Biddenden people were not quite content with their choir and orchestra. There was nothing to be said against either, as far as I can recollect; but they were perhaps rather a progressive congregation, and they wanted an organ. Since nobody in the village could play the organ, it had of necessity to be a mechanical device, something after the type of a musical box of the early Victorian day where one turns a handle and a merry tune tinkles forth. They saved their money, and bought their organ. It could play quite a number of hymn tunes; one among them being the 'Old Hundredth'.

It was arranged at a meeting on the Saturday before the introduction into the Sunday service that the 'Old Hundredth' should be played by the Organ and sung by the choir and congregation before the sermon.

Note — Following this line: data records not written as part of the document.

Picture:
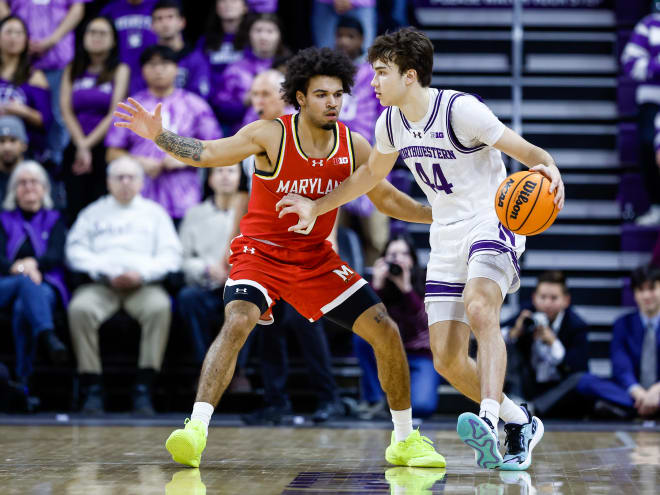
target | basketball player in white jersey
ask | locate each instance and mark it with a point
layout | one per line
(451, 142)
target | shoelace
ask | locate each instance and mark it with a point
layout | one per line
(515, 443)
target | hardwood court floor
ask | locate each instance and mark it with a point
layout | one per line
(246, 461)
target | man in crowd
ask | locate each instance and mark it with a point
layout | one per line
(125, 245)
(635, 352)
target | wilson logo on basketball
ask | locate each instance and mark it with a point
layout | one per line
(505, 190)
(523, 197)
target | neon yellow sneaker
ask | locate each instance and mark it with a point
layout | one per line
(415, 481)
(186, 482)
(414, 451)
(187, 445)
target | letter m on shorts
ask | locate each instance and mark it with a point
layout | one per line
(345, 272)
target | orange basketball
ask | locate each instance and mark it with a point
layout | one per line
(523, 203)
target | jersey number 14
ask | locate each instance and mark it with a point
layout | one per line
(439, 181)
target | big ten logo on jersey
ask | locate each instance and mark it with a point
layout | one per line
(345, 273)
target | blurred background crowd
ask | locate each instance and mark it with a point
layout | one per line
(113, 254)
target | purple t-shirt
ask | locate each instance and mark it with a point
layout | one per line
(356, 3)
(193, 73)
(227, 97)
(33, 97)
(186, 114)
(90, 102)
(133, 23)
(360, 110)
(42, 18)
(262, 6)
(219, 59)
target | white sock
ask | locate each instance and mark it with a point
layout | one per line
(202, 411)
(510, 412)
(402, 423)
(491, 409)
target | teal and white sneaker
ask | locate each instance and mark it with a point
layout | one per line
(479, 434)
(520, 441)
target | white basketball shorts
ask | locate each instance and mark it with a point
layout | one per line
(477, 247)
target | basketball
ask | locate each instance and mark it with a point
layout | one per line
(524, 204)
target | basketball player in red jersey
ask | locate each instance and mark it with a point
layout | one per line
(309, 153)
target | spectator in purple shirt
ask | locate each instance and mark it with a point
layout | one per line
(217, 43)
(167, 181)
(261, 36)
(396, 279)
(359, 111)
(91, 87)
(641, 61)
(325, 14)
(50, 25)
(168, 22)
(132, 19)
(23, 91)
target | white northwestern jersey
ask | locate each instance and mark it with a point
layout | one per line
(459, 176)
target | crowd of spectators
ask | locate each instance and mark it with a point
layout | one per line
(96, 220)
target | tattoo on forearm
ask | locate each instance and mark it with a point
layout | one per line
(179, 146)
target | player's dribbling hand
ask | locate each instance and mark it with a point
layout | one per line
(305, 208)
(551, 172)
(142, 122)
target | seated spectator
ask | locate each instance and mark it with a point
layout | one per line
(124, 245)
(261, 36)
(32, 237)
(13, 145)
(169, 182)
(217, 42)
(359, 111)
(24, 91)
(132, 19)
(639, 61)
(168, 22)
(634, 388)
(205, 234)
(325, 14)
(396, 279)
(51, 28)
(91, 87)
(546, 346)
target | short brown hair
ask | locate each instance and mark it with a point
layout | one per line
(408, 48)
(553, 277)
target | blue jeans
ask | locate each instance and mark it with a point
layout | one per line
(31, 307)
(58, 136)
(424, 380)
(595, 387)
(324, 24)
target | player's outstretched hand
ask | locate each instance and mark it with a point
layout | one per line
(305, 208)
(139, 120)
(556, 184)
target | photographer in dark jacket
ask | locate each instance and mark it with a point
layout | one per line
(397, 279)
(547, 345)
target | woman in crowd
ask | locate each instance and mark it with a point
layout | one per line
(92, 85)
(32, 237)
(217, 42)
(260, 37)
(23, 92)
(398, 280)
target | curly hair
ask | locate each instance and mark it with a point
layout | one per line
(312, 62)
(408, 48)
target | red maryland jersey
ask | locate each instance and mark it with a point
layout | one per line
(295, 172)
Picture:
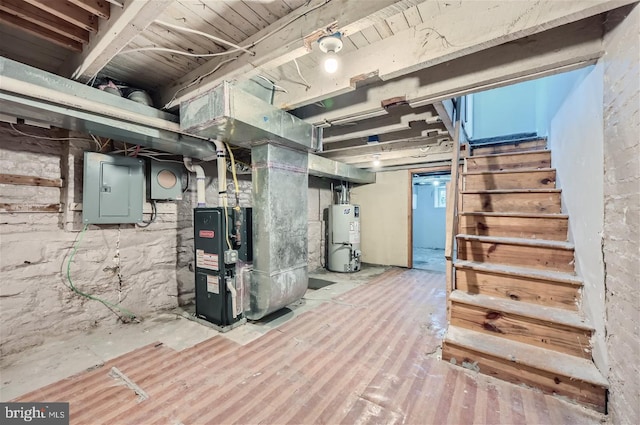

The organist turned the handle, the organ boomed forth the tune, the choir and such of the congregation, who were not too overcome by surprise at such wondrous proceedings, sang to its accompaniment. Verse after verse they sang, the volume of sound filling the whole Church. The preacher at the beginning of the last verse entered the pulpit. The last line was sung, the choristers ceased, also the congregation, but not so the organ, on it went grinding out its tune remorselessly.

The preacher waited for the verse to end, the organist tugged at this, pulled at that, but no sooner did it end one verse than it began another. The clerk came forward to lend a hand, but without success. It simply went back to the beginning of the verse and played it all over again. The preacher looked angry, the congregation fidgeted, the boys whispered, the girls giggled, but two of the strongest members of the Congregation came out of their pews and with the help of the organist and clerk deposited the still playing organ in the Churchyard.

The sermon proceeded, though the now hushed and solemn notes of the 'Old Hundredth' still strayed in through the half-shut windows.

**NOTE: The Chequers was a public house in High Halden in Kent, where the author grew up, and not far from Biddenden. A similar story was found in a history of a Sussex village.